We still have sketches unblocked when the audience come in for a full-house dress rehearsal at 7.30. For the first time today I feel nervous.
At eight we roll – the cold opening – an encouragingly funny retrospective look at the Academy Awards with Vanessa Redgrave (Jane Curtin) introducing a splendid Yasser Arafat from Belushi. Then titles – my name in lights on an electric billboard in Times Square (oh, Lome the showman), the cast and then the rich, trusty tones of announcer Don Pardo – ‘Your host for tonight … Michael Palin.’
This is the moment of truth. For the next five or six minutes it’s just me. The monologue goes averagely. The show speeds on – no major boobs, but a poor audience. However, I appreciated the psychological boost of a full-audience dress rehearsal. Most of the terrors are gone now. From now on there’s no time to think.

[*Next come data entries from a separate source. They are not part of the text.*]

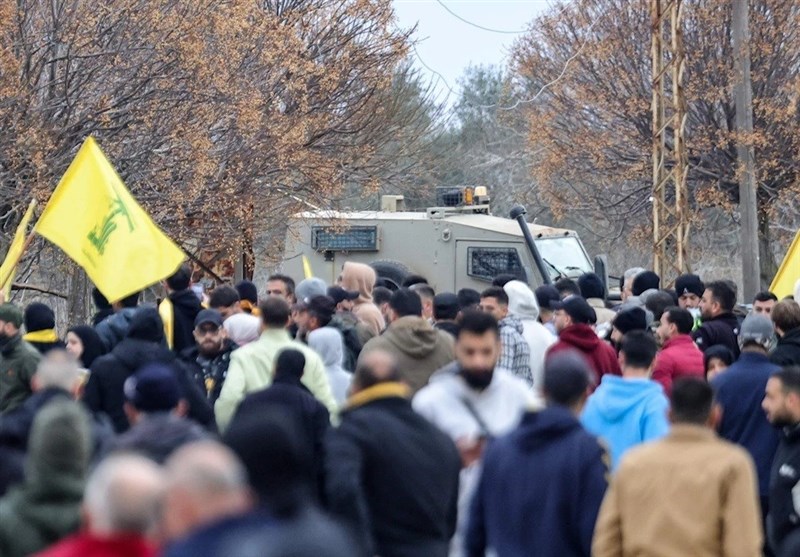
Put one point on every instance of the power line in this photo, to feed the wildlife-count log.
(455, 15)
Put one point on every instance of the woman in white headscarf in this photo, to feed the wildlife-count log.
(328, 343)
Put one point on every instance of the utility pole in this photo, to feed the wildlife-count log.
(671, 217)
(748, 202)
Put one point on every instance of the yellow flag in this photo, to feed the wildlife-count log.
(96, 221)
(9, 267)
(789, 271)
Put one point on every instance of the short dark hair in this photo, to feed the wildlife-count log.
(366, 376)
(411, 280)
(640, 349)
(786, 315)
(569, 286)
(502, 280)
(130, 301)
(477, 323)
(789, 378)
(285, 279)
(497, 293)
(223, 296)
(722, 292)
(291, 362)
(468, 297)
(566, 377)
(406, 302)
(381, 295)
(181, 279)
(658, 302)
(275, 312)
(692, 399)
(681, 318)
(765, 296)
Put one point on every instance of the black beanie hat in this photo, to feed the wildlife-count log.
(631, 319)
(646, 280)
(39, 317)
(591, 286)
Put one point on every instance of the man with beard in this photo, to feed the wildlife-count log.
(472, 402)
(720, 325)
(208, 360)
(782, 406)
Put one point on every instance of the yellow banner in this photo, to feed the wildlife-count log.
(96, 221)
(9, 267)
(789, 271)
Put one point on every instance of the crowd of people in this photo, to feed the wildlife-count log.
(357, 420)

First there is a meeting of technical staff in Lome’s office. Briskly, but unhastily, Lome runs through the show. Two sketches disappear altogether. ‘Holmes’ is still there and didn’t go too well at dress. Lome remains confident. Writers are sent scurrying off to rewrite material. By 10.15 a smart, new, typed running order is issued. Decisions on material that have taken three days of the week are reversed or replaced by other decisions in the space of 30 minutes.
Then to the dressing room – and Nancy and Al Lev and telegrams from Terry and Eric – ‘Please Stay In America’ – and into the wonderful, baggy, shiny grey suit with the specially protective cat lining in front. It could be a Python recording. I feel strangely and completely at home as 11.30 nears.